Tarif penggunaan drone yang mencapai Rp 2 juta juga dipertanyakan oleh netizen. Beberapa dari mereka menilai bahwa kebijakan tersebut tidak sepenuhnya untuk konservasi, melainkan ada kemungkinan alasan lain di baliknya.

“Kasihan mainan mungilku jadi kambing hitam rusaknya ekosistem,” tulis akun @fatihinkhairul32.

Tanggapan Pihak TNBTS dan Klarifikasi Pemerintah
Menanggapi polemik yang berkembang, pihak TNBTS menegaskan bahwa tarif penggunaan drone telah sesuai dengan regulasi pemerintah dan berlaku di seluruh taman nasional di Indonesia.
Menteri Kehutanan Raja Juli Antoni juga memberikan klarifikasi terkait penemuan ladang ganja ini.

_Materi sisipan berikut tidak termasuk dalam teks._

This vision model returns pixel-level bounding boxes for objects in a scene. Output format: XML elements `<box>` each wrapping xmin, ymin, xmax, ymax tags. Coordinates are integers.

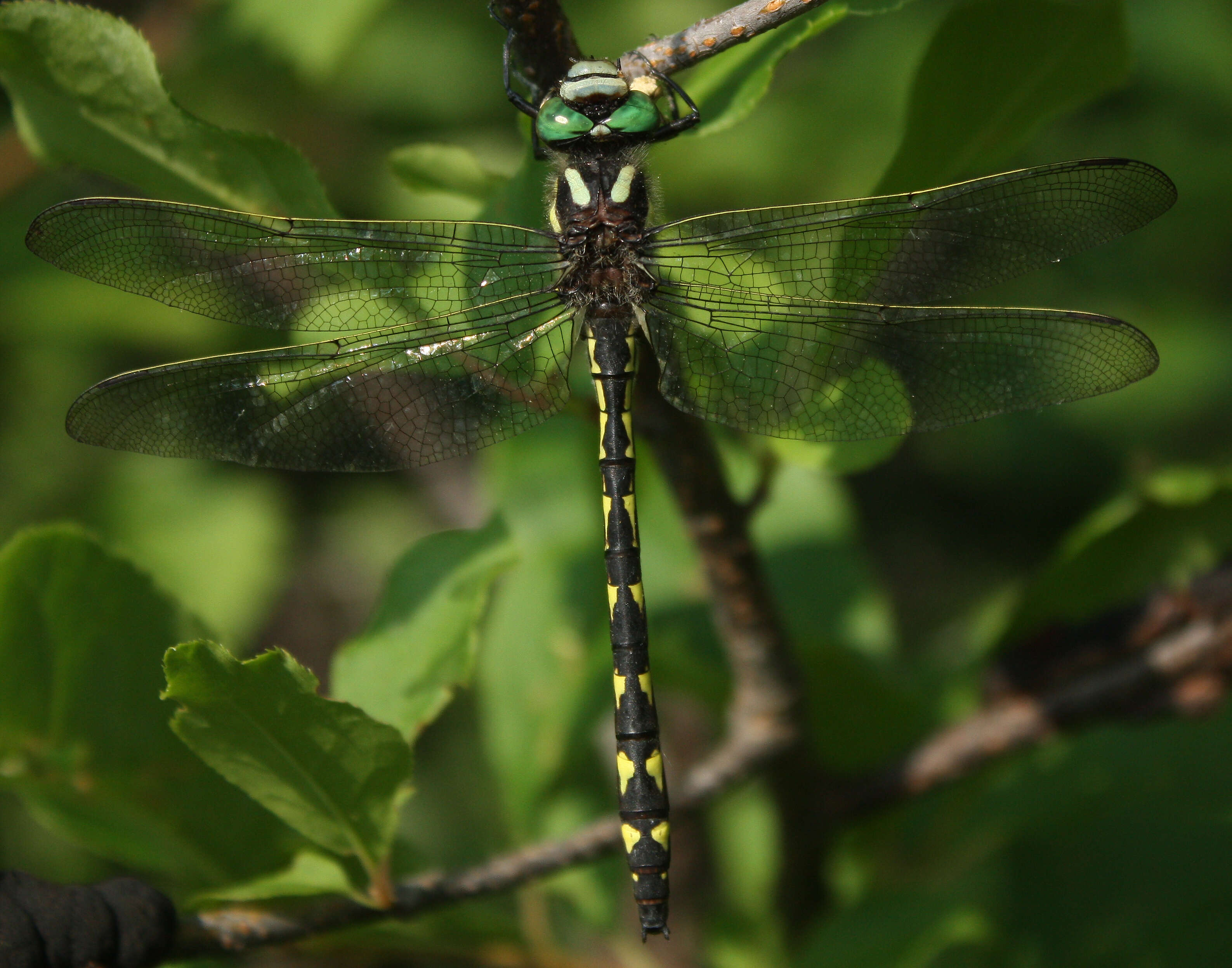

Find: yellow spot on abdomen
<box><xmin>645</xmin><ymin>750</ymin><xmax>663</xmax><ymax>793</ymax></box>
<box><xmin>616</xmin><ymin>750</ymin><xmax>637</xmax><ymax>797</ymax></box>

Ia menegaskan bahwa keberhasilan mengungkap ladang ganja di TNBTS merupakan hasil kerja sama Kementerian Kehutanan dengan Kepolisian RI, bukan alasan untuk menutupi sesuatu.

“Ladang ganja itu bukan hasil karya teman-teman taman nasional di sana. Tapi itu ditemukan melalui kerja sama dengan kepolisian,” ujar Raja Juli Antoni dalam pernyataannya di Jakarta.
Dirinya juga menjelaskan bahwa penemuan ini dilakukan melalui pemantauan menggunakan drone dan pemetaan bersama pihak kepolisian serta polisi hutan.
“Kami menggunakan drone dan berbagai metode pemetaan untuk menemukan titik-titik ladang ganja. Tidak ada kaitannya dengan penutupan taman nasional,” tambahnya.
Sementara itu, Direktur Jenderal Konservasi Sumber Daya Alam dan Ekosistem (KSDAE) Kemenhut, Satyawan Pudyatmoko, menegaskan bahwa pihaknya bersama Polisi Hutan dan Manggala Agni telah menurunkan tim untuk melakukan pencabutan tanaman ganja tersebut.

“Kami petakan, ada beberapa titik yang ada ganjanya. Kami hitung, lalu dilakukan pencabutan. Setelah itu tentu ada proses ke pengadilan. Jadi mulai dari awal penemuan hingga pembersihan, kami terus melakukan pengawalan,” ungkap Satyawan.
Kesimpulan
Penemuan ladang ganja di kawasan konservasi Bromo membuka mata publik terhadap ancaman penyalahgunaan lahan konservasi. Meskipun pemerintah telah mengklarifikasi bahwa kasus ini tidak terkait dengan pembatasan drone atau penutupan kawasan Bromo, kecurigaan masyarakat masih belum sepenuhnya reda.
Di sisi lain, dampak ekologis dari penanaman ganja di wilayah konservasi menjadi isu yang harus segera ditangani. Pemerintah dan pihak berwenang perlu memperketat pengawasan terhadap kawasan konservasi agar tidak disalahgunakan oleh pihak-pihak yang tidak bertanggung jawab.

Kasus ini juga menjadi pengingat bahwa konservasi lingkungan tidak hanya soal pelestarian alam, tetapi juga pencegahan terhadap penyalahgunaan lahan yang dapat merusak ekosistem.